DNA mismatch repair (MMR) is a highly conserved DNA repair pathway that plays a key role in the correction of DNA mismatches generated during replication and recombination. Mutations in MMR genes are associated with hereditary nonpolyposis colorectal cancer (HNPCC), and epigenetic silencing of MMR genes has been implicated in sporadic cancers [1; 2; 3]. In eukaryotes, the first step of MMR is the recognition of mismatches by MutSα, a heterodimer of MSH2 and MSH6. MutSα together with MutLα, a heterodimer of MLH1 and PMS2, directs excision of the newly synthesized, error-containing strand and subsequent gap repair by DNA polymerase and DNA ligase.

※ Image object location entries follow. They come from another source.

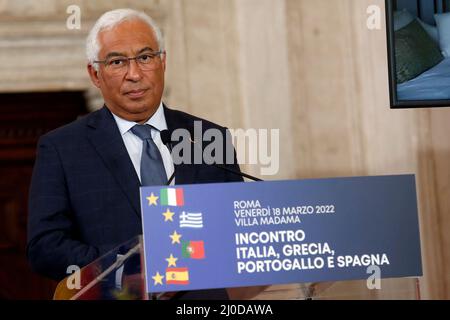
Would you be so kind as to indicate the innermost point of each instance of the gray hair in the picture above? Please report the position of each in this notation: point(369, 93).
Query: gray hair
point(111, 19)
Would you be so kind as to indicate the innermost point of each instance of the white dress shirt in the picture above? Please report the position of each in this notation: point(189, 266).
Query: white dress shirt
point(134, 144)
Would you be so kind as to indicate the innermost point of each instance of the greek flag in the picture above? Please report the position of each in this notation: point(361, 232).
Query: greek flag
point(191, 220)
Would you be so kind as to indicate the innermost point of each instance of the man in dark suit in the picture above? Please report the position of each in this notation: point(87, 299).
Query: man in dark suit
point(84, 196)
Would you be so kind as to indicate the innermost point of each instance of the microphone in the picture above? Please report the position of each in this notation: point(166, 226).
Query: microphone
point(166, 139)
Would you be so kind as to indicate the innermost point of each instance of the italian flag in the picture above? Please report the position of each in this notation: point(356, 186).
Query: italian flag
point(177, 276)
point(172, 197)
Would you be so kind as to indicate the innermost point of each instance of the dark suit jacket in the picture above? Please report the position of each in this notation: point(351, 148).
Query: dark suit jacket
point(84, 195)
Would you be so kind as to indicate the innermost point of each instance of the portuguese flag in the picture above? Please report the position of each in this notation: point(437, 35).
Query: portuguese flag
point(193, 249)
point(171, 197)
point(177, 276)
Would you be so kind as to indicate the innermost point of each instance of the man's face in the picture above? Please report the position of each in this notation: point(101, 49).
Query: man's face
point(132, 94)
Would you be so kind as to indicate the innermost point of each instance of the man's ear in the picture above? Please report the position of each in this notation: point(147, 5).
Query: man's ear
point(94, 75)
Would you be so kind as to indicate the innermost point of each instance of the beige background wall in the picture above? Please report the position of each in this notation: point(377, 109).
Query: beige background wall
point(308, 67)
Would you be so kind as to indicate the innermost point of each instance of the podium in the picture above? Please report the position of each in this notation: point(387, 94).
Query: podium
point(119, 275)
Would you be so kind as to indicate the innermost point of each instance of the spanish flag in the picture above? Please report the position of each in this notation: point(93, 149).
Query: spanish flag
point(177, 276)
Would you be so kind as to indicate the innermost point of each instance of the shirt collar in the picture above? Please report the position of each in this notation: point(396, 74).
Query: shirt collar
point(158, 120)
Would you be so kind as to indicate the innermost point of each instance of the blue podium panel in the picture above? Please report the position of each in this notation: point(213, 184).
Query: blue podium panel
point(276, 232)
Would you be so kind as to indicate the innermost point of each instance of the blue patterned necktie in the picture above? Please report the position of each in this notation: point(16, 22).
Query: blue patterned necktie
point(152, 166)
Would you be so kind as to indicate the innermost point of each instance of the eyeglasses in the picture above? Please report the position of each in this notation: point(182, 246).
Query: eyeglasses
point(146, 61)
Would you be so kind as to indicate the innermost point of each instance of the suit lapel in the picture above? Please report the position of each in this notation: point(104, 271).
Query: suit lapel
point(106, 139)
point(184, 173)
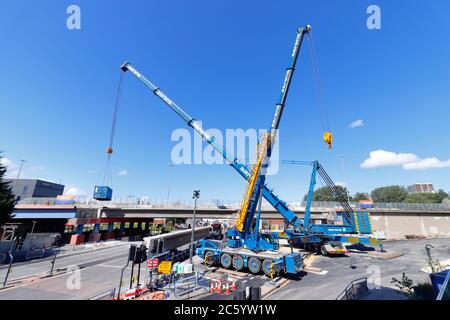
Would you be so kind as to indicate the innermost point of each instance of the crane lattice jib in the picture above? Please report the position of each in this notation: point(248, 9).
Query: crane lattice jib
point(261, 155)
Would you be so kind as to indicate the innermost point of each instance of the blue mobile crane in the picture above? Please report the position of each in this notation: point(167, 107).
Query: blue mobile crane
point(301, 233)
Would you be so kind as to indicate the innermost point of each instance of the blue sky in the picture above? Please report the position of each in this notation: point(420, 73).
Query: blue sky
point(223, 61)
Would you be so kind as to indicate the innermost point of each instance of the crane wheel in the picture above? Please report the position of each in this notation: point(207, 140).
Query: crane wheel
point(323, 250)
point(254, 265)
point(209, 258)
point(267, 268)
point(225, 260)
point(238, 263)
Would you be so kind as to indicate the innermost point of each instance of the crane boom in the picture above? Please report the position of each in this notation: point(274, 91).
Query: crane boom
point(242, 169)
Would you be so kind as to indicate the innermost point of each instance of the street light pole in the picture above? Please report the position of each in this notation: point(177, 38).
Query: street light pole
point(18, 174)
point(170, 182)
point(195, 196)
point(345, 177)
point(32, 229)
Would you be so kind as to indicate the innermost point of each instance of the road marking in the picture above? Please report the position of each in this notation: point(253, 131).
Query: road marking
point(111, 266)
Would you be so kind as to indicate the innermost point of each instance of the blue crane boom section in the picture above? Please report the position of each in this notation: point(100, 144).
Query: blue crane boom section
point(242, 169)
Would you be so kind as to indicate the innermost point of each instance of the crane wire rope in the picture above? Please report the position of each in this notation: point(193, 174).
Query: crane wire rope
point(106, 172)
point(319, 90)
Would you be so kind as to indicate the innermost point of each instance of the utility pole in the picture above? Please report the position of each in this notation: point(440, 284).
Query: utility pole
point(32, 229)
point(18, 175)
point(345, 177)
point(195, 196)
point(171, 165)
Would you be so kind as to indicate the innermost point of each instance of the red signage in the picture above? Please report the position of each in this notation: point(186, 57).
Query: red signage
point(152, 263)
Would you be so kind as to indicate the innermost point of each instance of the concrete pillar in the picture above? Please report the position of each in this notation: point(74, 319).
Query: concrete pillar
point(122, 231)
point(78, 237)
point(96, 235)
point(110, 233)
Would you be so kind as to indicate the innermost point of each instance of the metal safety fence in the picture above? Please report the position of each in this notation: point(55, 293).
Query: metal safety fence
point(354, 290)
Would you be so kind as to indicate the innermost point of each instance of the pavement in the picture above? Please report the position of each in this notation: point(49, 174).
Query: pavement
point(88, 274)
point(342, 270)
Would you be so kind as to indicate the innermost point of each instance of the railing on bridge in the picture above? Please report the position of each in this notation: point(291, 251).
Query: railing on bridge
point(230, 205)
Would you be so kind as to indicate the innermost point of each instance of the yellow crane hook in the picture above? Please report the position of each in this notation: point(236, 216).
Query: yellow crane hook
point(328, 139)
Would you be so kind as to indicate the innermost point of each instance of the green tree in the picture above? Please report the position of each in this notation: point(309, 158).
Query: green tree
point(389, 194)
point(437, 197)
point(361, 196)
point(7, 199)
point(324, 194)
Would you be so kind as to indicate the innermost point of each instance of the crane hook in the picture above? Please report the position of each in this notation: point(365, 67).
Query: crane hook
point(328, 139)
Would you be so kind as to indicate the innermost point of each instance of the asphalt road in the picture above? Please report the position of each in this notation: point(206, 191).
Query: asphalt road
point(92, 273)
point(342, 270)
point(100, 271)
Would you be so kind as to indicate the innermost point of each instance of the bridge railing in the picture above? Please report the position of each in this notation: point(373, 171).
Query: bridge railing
point(231, 205)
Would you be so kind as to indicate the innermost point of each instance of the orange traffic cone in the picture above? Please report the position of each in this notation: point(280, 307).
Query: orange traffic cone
point(233, 285)
point(219, 287)
point(227, 290)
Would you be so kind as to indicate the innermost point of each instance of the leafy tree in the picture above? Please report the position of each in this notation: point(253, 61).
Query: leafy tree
point(389, 194)
point(442, 195)
point(324, 194)
point(7, 199)
point(361, 196)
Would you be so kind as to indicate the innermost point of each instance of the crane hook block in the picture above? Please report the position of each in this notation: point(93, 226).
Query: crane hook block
point(328, 139)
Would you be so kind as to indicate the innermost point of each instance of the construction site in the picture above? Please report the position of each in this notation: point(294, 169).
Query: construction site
point(59, 245)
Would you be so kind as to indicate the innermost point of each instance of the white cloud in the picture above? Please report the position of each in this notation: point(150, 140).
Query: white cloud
point(408, 161)
point(428, 163)
point(381, 158)
point(11, 168)
point(356, 124)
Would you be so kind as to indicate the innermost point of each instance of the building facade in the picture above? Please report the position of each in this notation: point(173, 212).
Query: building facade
point(35, 188)
point(421, 188)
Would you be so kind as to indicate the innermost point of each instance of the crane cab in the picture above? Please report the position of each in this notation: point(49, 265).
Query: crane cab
point(102, 193)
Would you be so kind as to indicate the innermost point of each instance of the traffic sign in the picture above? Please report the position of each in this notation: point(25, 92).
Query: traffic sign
point(165, 267)
point(152, 263)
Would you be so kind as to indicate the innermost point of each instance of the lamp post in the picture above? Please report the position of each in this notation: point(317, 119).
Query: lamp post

Several methods have been developed for monitoring in vitro MMR activity in cell extracts. These utilize phagemid DNA substrates that are assayed in E. coli  or plasmid-based assays that are monitored by restriction endonuclease cleavage . A GFP reporter system for monitoring MMR in living cells has also been reported . Here we describe improved methods to monitor mismatch repair in vitro including the creation of mismatched DNA substrates that can accommodate both natural and modified bases, a robust and streamlined purification protocol for untagged recombinant human MutSα and MutLα proteins using baculovirus expression systems and assays to monitor mismatch repair and mismatch-directed excision in nuclear extracts. These assays and reagents are useful for mechanistic studies of MMR and for assessing MMR competency in a variety of mammalian cell lines.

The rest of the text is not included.